In WorldSSP trionfa il francese Jules Cluzel (GMT94 Yamaha / Yamaha YZF R6), seguito da Manuel Gonzalez (Yamaha ParkinGo Team / Yamaha YZF R6) e Can Oncu (Kawasaki Puccetti Racing / Kawasaki ZX-6R). Si chiude dunque la prima giornata di gare del MOTUL WorldSBK Argentinean Round, che vede ancora aperta la lotta al titolo iridato di entrambe le classi WorldSBK e WorldSSP. E’ dall’anno 2018 che Pirelli fa tappa in Argentina con il campionato per le derivate dalla serie sul circuito di San Juan Villicum, un tracciato che oggi è diventato uno dei principali luoghi del motorsport argentino.
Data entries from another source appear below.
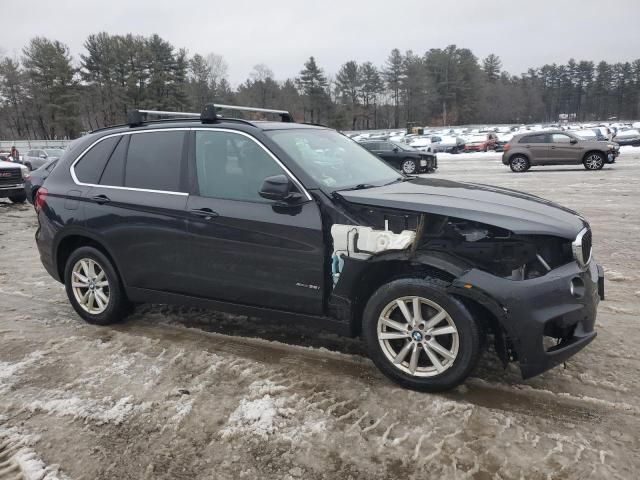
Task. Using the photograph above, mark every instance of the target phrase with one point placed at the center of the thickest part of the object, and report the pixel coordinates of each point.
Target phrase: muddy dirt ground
(176, 393)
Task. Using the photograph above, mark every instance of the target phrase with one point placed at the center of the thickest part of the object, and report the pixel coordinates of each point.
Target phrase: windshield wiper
(360, 186)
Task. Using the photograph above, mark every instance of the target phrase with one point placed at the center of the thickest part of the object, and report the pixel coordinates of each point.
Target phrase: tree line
(46, 93)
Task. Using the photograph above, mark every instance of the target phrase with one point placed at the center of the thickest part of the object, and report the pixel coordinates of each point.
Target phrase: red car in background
(482, 142)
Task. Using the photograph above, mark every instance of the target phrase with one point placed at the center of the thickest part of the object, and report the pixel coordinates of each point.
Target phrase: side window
(232, 166)
(154, 160)
(90, 167)
(114, 171)
(542, 138)
(560, 138)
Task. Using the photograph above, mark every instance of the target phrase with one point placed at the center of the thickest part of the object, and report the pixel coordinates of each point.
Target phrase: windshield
(332, 159)
(404, 147)
(54, 152)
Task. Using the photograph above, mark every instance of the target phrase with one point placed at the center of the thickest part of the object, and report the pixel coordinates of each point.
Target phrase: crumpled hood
(4, 165)
(518, 212)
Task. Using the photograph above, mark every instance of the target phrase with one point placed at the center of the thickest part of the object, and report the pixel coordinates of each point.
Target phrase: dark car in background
(403, 157)
(447, 144)
(34, 180)
(12, 177)
(556, 147)
(36, 158)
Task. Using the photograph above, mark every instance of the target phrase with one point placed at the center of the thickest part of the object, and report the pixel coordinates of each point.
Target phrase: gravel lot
(175, 393)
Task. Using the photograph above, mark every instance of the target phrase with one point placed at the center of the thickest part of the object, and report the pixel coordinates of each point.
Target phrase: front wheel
(20, 198)
(420, 336)
(593, 161)
(409, 166)
(93, 287)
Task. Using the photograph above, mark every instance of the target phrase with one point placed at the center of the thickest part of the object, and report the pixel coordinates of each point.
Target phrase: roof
(196, 122)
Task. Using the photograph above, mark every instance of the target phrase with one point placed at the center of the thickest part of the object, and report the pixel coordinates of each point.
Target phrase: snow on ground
(184, 393)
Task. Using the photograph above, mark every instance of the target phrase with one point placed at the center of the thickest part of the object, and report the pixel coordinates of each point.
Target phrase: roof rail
(209, 113)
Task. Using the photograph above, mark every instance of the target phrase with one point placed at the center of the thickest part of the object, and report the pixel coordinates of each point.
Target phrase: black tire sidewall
(468, 332)
(602, 161)
(118, 304)
(528, 165)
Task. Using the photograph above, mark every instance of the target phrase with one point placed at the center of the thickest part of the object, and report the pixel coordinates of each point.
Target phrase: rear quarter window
(154, 160)
(90, 167)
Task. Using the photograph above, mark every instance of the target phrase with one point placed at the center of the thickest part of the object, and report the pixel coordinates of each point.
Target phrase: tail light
(41, 198)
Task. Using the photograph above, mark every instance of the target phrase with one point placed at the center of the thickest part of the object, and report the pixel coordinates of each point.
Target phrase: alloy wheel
(90, 286)
(518, 164)
(418, 336)
(409, 166)
(594, 161)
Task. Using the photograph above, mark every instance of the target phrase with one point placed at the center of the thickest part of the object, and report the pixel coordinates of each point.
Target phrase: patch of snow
(267, 411)
(89, 409)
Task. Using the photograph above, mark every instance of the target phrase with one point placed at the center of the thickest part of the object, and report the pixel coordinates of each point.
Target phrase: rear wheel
(593, 161)
(409, 166)
(94, 288)
(419, 336)
(20, 198)
(519, 163)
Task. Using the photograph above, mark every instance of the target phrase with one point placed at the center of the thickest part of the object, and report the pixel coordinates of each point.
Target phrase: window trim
(133, 189)
(292, 177)
(288, 172)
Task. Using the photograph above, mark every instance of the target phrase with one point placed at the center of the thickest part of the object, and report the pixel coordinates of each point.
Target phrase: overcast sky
(283, 34)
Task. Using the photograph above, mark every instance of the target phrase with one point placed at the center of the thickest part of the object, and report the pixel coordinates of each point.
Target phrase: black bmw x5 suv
(300, 223)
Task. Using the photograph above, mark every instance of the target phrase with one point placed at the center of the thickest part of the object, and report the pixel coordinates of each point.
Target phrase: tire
(20, 198)
(593, 161)
(519, 164)
(116, 306)
(423, 373)
(409, 166)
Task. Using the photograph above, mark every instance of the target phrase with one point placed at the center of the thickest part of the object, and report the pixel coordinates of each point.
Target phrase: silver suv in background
(557, 148)
(38, 157)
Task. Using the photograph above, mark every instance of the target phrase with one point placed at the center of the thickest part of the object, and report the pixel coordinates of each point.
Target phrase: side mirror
(278, 188)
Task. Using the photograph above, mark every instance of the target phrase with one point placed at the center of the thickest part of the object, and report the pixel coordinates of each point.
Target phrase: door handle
(205, 213)
(101, 199)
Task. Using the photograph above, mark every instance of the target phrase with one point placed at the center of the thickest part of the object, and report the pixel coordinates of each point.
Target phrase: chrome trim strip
(276, 159)
(121, 134)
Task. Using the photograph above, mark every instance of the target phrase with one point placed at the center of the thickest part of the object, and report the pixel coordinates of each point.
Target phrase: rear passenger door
(136, 205)
(562, 151)
(538, 147)
(243, 248)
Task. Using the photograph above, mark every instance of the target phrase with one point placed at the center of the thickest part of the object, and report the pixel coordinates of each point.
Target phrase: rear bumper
(534, 312)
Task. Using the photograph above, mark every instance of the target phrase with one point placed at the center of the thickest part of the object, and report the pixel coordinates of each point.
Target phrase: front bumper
(532, 312)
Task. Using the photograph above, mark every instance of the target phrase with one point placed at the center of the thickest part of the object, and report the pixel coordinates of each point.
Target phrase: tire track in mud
(9, 467)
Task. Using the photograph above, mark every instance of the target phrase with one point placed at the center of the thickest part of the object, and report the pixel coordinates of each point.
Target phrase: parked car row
(403, 157)
(466, 139)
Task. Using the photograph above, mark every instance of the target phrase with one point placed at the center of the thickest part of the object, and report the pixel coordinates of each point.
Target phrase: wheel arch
(594, 150)
(74, 240)
(359, 279)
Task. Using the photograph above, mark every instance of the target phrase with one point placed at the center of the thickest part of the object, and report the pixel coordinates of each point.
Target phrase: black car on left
(403, 157)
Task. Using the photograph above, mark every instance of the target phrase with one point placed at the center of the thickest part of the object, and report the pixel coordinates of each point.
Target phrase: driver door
(243, 248)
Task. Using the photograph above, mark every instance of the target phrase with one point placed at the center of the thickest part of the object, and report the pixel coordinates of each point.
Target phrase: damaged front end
(529, 291)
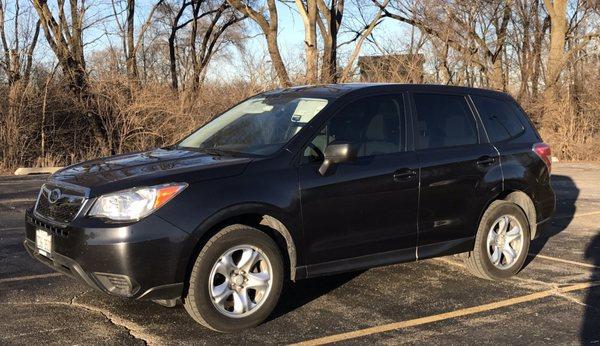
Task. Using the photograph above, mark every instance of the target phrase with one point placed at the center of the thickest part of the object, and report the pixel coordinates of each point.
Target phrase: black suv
(297, 183)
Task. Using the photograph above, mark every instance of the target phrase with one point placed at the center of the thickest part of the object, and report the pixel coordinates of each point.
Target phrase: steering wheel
(317, 151)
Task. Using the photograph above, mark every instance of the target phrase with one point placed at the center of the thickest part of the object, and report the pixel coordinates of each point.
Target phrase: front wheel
(236, 280)
(502, 242)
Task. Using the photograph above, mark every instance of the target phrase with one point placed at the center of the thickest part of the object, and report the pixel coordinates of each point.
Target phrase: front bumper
(143, 260)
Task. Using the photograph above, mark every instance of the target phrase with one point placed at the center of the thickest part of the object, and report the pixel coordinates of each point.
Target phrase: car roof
(333, 91)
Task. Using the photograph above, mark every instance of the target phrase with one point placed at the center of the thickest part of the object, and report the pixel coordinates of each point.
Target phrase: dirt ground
(555, 299)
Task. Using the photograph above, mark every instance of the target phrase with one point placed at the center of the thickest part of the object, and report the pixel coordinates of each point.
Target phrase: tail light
(543, 151)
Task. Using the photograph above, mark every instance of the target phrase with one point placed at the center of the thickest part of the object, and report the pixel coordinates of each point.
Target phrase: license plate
(43, 242)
Per il costruttore italiano di pneumatici essere presente sul circuito di San Juan questo ottobre 2021 è particolarmente significativo: questo mese infatti Pirelli celebra ben centoundici anni di presenza in Argentina e per l’occasione inaugura la prima linea produttiva di pneumatici per moto nello stabilimento di Merlo. Pirelli diviene così l’unico produttore di pneumatici per motocicli in Argentina, ampliando ulteriormente lo stabilimento produttivo di Merlo, in provincia di Buenos Aires, e rafforzando la sua presenza strategica nel Paese.
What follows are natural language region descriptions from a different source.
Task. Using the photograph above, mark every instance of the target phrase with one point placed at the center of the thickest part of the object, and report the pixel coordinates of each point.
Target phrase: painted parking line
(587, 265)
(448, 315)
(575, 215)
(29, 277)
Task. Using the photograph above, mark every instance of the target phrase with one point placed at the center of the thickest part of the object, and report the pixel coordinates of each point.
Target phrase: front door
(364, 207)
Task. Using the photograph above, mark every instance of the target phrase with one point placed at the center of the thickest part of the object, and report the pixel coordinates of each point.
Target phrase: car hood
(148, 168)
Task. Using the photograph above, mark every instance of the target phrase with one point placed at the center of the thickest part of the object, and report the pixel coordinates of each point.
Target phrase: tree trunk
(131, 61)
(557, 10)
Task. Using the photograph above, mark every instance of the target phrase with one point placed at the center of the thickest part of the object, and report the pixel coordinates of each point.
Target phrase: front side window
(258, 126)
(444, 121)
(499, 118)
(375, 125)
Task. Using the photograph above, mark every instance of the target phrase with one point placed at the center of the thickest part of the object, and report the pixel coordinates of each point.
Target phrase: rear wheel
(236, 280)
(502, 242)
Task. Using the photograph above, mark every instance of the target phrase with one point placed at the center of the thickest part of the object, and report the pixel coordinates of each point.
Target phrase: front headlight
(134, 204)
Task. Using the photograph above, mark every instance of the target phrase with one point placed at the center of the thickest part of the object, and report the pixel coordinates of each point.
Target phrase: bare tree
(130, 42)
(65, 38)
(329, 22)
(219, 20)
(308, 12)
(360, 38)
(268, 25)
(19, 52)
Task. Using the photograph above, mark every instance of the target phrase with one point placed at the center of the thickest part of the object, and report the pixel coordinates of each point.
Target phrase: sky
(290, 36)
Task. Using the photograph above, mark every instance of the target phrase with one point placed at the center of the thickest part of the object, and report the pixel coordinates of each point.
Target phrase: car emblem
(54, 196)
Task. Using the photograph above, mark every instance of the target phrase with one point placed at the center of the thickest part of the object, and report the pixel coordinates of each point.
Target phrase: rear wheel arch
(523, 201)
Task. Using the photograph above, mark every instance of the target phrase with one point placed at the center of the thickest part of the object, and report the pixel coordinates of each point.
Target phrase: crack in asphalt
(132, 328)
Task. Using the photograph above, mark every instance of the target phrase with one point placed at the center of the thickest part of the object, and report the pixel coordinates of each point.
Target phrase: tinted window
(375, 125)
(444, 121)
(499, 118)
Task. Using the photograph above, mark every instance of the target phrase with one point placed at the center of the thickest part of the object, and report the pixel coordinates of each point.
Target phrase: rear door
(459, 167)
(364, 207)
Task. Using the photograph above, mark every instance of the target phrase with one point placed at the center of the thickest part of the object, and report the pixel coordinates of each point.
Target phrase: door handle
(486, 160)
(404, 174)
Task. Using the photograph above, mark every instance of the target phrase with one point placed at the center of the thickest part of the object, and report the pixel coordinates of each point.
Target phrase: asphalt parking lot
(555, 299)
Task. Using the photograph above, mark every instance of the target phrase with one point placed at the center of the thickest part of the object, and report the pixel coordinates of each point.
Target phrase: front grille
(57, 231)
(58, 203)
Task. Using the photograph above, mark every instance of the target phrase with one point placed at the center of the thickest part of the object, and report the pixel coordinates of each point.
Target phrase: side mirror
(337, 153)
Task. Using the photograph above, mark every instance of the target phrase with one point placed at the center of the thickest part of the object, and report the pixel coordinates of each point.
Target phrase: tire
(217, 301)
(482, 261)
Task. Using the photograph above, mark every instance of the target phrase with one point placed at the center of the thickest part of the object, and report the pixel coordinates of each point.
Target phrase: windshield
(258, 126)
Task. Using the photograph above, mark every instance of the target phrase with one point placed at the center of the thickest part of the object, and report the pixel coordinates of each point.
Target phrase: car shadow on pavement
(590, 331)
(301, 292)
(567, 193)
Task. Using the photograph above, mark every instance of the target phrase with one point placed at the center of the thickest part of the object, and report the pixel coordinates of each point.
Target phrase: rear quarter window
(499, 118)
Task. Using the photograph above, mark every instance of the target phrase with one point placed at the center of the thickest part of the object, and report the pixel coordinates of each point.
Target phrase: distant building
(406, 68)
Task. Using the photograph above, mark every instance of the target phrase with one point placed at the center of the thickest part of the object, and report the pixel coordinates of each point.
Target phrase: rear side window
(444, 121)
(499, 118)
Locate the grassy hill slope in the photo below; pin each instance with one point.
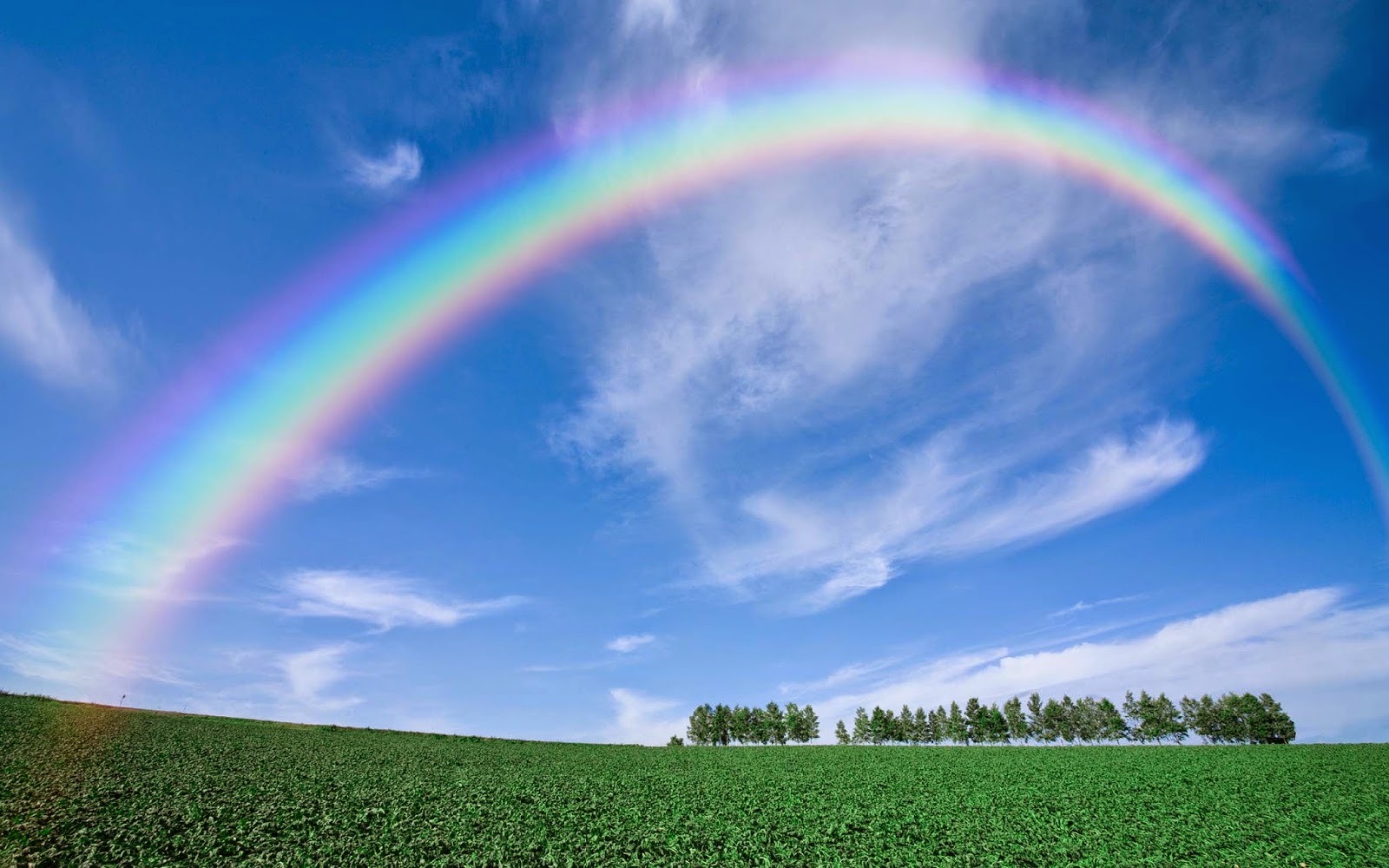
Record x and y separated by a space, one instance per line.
89 785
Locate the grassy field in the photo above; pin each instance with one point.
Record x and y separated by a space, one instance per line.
85 785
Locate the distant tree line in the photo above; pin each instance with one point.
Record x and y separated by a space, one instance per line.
1231 720
768 726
Toprak Razgatlioglu (Pata Yamaha with BRIXX WorldSBK / Yamaha YZF R1) ha la partenza migliore fra tutti ed inizia la leadership di gara, alle sue spalle Scott Redding (ARUBA.IT Racing – Ducati / Ducati Panigale V4 R), che però alla prima curva perde il controllo della moto ed è costretto a riprendere la corsa in ultima posizione. Jonathan Rea (Kawasaki Racing Team WorldSBK / Kawasaki ZX-10RR) in seconda posizione a un secondo e mezzo dall’alfiere Yamaha, seguito da Axel Bassani (Motocorsa Racing / Ducati Panigale V4 R), partito dalla terza casella in griglia, e Alex Lowes (Kawasaki Racing Team WorldSBK / Kawasaki ZX-10RR).
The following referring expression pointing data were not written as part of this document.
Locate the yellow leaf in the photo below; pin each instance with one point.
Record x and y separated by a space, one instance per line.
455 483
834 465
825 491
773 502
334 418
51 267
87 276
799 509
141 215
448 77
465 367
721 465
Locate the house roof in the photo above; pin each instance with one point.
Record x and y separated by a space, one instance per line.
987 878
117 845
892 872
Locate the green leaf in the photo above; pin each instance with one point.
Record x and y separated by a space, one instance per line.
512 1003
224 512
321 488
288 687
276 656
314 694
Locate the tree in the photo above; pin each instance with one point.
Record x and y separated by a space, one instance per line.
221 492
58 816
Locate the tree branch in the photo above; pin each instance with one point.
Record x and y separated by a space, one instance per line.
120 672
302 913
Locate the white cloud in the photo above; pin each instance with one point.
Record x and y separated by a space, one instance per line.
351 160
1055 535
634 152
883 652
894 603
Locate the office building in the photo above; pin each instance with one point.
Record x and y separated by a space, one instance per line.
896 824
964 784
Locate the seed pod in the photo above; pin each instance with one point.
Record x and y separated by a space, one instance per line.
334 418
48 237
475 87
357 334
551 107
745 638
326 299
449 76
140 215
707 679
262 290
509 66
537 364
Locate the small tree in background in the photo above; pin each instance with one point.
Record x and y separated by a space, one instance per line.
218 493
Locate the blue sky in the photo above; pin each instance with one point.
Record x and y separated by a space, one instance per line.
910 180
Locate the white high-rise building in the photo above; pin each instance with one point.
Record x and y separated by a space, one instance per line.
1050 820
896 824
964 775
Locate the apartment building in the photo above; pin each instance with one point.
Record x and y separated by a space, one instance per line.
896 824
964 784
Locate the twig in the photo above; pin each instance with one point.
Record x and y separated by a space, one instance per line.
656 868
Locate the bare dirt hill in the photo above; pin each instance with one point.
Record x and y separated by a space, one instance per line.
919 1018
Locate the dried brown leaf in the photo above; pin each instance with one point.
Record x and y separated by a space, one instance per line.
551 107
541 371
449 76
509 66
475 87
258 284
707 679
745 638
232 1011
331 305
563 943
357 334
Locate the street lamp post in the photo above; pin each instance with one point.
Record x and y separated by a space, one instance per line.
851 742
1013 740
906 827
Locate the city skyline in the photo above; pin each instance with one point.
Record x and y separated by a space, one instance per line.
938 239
Nel frattempo Michael Ruben Rinaldi mostra un ottimo passo e, partito dalla nona casella sulla griglia di partenza, riesce a guadagnare ben sei posizioni ottenendo prima il soprasso su Lowes ed in seguito quello su Bassani per la posizione da podio. Razgatlioglu si dimostra irraggiungibile nella seconda metà di gara, taglia il traguardo per primo con oltre cinque secondi di vantaggio su Jonathan Rea, secondo, e terzo posto per Michael Ruben Rinaldi che regala a Ducati il 980° podio in WorldSBK. Impressionante nono posto per Scott Redding che nel corso della gara riesce a risalire la crina dall’ultima posizione.